中3の春に俺がしたこと。結果的に立花を不登校に追い込んだ、俺の最低の告白。それについては俺は謝罪以外の言葉はないけれど。おそらくそのときの怒りが、無意識的に出てしまっていたんだろう。
演技とか放ったらかしにして、何より俺との接触を嫌がっていたときもあった。
まぁ、で、話を戻すと。
アマルティアの顔は立花には全くと言っていいほど似てない。
下手すりゃ、立花より可愛い………ことはないな。うん。立花は俺のタイプドストライクだし。世間的に、一般的に見れば、アマルティアと立花は同じくらい可愛いし、綺麗だ。アマルティアは男だけど。
まぁ、顔でバレるだろうから、顔も性別も変えて、演技をしているって線も消せないけど。
それなら、俺と一緒に風呂入ったり、二段ベッド争いのときに揉みくちゃになったりはしないだろう。立花には相当嫌われてる自信があるからな。

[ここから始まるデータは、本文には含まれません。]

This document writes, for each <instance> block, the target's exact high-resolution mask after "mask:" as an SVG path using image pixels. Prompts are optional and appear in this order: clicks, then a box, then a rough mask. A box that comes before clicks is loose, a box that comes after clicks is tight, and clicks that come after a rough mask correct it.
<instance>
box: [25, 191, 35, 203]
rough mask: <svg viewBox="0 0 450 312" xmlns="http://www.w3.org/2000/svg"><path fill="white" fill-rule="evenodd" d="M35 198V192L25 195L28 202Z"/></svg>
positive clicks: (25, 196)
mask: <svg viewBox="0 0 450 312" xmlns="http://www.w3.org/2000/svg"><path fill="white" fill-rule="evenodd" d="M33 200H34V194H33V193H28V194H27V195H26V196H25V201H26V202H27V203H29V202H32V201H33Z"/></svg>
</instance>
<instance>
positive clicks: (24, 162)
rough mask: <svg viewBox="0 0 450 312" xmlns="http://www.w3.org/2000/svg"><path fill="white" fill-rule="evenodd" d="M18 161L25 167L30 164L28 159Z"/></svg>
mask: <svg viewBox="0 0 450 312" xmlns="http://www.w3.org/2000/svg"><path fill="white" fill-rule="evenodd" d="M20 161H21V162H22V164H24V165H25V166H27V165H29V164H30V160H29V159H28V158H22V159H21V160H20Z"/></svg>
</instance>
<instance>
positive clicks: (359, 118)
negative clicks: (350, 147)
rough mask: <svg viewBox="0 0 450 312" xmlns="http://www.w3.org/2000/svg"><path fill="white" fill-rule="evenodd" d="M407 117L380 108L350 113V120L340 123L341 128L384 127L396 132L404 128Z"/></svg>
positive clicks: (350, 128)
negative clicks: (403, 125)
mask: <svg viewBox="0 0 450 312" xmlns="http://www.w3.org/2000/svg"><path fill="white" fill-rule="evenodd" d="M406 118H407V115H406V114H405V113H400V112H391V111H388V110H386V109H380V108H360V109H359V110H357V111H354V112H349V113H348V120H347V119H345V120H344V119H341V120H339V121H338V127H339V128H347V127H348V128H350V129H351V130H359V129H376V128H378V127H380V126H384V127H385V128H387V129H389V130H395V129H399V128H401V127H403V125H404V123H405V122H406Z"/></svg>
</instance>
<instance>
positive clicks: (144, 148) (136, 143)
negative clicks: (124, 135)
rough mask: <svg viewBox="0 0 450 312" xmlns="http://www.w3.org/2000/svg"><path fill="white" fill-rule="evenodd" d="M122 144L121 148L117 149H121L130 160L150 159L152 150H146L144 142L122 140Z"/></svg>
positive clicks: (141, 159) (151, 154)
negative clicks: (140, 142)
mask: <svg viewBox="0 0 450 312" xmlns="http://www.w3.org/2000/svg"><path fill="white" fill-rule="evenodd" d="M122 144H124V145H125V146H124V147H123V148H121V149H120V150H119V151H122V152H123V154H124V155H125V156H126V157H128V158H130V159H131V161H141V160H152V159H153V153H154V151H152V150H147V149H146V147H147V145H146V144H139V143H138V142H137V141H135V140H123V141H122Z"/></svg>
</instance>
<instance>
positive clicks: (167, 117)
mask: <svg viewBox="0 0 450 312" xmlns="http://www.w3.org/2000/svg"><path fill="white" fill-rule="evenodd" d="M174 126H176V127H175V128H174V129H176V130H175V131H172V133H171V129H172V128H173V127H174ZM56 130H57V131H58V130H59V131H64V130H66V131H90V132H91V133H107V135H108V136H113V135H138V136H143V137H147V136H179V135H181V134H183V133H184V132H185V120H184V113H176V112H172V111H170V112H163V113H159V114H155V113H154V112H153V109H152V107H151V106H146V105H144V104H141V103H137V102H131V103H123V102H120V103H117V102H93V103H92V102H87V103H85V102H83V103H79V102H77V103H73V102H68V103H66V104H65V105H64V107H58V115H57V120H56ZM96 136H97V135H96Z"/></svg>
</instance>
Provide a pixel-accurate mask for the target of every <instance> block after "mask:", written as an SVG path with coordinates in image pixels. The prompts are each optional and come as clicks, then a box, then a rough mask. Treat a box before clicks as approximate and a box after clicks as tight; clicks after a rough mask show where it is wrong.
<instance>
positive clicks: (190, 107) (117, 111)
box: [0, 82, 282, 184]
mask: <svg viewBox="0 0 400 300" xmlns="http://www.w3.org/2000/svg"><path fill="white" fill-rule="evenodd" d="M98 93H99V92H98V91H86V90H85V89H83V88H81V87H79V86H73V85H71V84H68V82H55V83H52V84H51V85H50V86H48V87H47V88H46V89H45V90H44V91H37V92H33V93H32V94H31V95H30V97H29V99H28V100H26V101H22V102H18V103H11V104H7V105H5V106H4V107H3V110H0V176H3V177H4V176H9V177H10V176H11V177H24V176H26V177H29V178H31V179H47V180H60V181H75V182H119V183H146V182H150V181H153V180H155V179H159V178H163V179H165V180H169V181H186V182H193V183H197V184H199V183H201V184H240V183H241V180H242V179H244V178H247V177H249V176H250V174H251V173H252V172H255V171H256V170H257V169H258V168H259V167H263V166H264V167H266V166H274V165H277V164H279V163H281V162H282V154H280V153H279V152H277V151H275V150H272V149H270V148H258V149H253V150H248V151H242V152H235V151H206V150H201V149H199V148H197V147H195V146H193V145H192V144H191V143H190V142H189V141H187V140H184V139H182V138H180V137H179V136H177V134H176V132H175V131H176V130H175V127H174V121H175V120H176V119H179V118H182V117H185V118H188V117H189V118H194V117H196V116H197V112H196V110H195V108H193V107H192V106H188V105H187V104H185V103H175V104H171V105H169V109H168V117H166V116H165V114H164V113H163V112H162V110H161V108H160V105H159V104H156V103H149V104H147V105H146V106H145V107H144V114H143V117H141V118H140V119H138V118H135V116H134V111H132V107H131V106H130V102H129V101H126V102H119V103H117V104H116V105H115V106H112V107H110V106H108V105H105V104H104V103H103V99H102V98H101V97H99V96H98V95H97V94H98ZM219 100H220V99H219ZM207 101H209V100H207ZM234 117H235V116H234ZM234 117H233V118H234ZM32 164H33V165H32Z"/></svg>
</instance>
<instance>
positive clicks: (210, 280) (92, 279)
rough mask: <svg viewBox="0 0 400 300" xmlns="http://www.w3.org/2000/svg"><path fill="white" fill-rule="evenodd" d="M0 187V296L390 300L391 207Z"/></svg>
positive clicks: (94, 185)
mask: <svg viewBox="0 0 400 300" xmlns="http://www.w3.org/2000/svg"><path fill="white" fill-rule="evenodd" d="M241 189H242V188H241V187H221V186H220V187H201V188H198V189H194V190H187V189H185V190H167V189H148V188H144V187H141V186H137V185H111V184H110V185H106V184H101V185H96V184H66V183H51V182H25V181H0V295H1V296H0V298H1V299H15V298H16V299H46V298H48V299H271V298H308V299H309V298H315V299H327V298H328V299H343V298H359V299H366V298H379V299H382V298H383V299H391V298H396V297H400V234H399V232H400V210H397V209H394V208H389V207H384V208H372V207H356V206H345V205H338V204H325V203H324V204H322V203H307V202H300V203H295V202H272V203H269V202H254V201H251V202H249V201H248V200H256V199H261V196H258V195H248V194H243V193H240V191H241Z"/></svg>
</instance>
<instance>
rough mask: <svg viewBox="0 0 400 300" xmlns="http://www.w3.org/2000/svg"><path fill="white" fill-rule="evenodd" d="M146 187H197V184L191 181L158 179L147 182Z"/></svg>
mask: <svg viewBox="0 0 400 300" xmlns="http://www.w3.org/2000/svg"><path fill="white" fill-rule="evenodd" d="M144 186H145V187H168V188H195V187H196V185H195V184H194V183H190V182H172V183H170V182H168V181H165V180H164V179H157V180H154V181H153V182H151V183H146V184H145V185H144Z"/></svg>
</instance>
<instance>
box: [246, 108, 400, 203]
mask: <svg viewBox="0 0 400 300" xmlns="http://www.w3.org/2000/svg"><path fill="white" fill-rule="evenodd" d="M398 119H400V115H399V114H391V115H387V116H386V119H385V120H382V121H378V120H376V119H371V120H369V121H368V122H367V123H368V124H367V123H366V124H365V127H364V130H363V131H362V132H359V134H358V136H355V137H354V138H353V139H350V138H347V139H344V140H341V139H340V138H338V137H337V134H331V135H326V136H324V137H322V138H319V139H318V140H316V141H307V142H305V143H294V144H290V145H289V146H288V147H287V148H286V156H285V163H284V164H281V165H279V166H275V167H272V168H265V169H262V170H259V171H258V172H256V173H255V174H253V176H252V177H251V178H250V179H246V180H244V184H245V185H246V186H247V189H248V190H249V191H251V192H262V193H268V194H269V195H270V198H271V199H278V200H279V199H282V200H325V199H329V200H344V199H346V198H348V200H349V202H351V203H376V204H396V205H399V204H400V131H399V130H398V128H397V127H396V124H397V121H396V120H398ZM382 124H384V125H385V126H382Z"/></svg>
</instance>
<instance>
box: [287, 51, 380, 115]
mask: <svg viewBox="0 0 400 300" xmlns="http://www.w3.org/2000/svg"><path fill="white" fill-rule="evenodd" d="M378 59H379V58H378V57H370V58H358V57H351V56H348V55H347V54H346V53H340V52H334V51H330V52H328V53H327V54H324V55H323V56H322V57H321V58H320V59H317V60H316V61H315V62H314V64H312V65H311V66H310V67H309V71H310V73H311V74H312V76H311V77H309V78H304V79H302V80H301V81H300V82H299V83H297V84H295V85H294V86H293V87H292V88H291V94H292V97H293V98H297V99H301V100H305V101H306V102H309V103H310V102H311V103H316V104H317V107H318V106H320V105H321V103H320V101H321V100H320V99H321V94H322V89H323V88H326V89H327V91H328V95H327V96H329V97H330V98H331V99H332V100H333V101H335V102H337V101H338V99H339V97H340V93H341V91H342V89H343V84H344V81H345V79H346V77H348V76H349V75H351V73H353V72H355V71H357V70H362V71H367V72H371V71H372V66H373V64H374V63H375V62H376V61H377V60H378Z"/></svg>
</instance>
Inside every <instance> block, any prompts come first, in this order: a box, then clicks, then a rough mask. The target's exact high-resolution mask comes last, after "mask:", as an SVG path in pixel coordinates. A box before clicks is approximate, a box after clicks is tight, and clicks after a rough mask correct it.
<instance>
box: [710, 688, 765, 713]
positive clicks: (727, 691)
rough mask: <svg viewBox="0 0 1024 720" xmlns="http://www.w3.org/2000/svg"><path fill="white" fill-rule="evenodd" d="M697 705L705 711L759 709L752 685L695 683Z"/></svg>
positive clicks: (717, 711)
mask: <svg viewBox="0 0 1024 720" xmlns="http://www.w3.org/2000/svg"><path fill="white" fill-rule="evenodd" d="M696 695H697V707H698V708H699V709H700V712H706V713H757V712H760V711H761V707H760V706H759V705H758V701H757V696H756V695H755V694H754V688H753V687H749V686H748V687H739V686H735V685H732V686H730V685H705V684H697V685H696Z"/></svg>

女、という条件で言えば、イギア姉。……しかし。ある程度身近にいないと、俺の監視やら調査やらは務まらないんじゃないだろうか。イギア姉とは、怪我したときしか会わないし。
というかそもそも何故俺が調査とかされてるのかがわからない。何故俺が異世界にいるのかもわからない。そこのところ詳しく聞きたいんだけど。アマルティアでもイギア姉でもないだろうし。
ピズマか?いや、アグノスやレプトスも含めて。……それで言ったらアマルティアもそうだな。
幹部ゴブリン達は、“強すぎる”。
確かに、立花も、よくセクハラしてきた俺に対して見事な格闘技を披露していたが。そういうレベルじゃない。単純に格が違う。あんな動き、できやしないだろう。
ゲームマスターの特権で自分強化チート使用しましたとかなら話が変わってくるしイラつくけれど。
始祖じいかなぁ。うーん。あれは、ちょっと……。無理がある気がするな。わざわざ始祖じいに化ける必要はない気がしないでもないけど。
俺がわかるわけないんだよな。どこの誰だろうと、立花の勝手だから。予測なんてつかない。お手上げだ。考えるだけ無駄かもしれん。
正直。こういう異世界に来てしまったんなら、また現実に戻るために努力をしなければならないんだろうけれど。……でも。
1回だけでいいから、『加護』を受けたいんだよね。
せっかくの異世界ファンタジーなんだ。ちょっとくらい主人公補正が入ってるはずだ。てか、現に補正がかかってる。今の俺が1歳とは言えないほど強いこと。でも、それだけじゃないはずだ。
加護でも、主人公らしく、特殊な加護とかを受けられそうなら、受けてみたいじゃん。盗賊がいいんだけどさ。歴代最強の盗賊!とか言われたいし。
だから。そうだな、あと15年か、20年くらいはこの世界にいたいな。
──そんな長い時間が、再び一晩の夢のように、現実では無かったことになるとしても。
正直な話、他の作者さんのいろんな作品を読んでいて、あぁ、やっぱり面白いなぁって思うんですけど、僕の小説でもそう思ってくださる方って果たして数えるほどいるのだろうかというネガティヴな思考にシフトチェンジしてきているのは内緒です。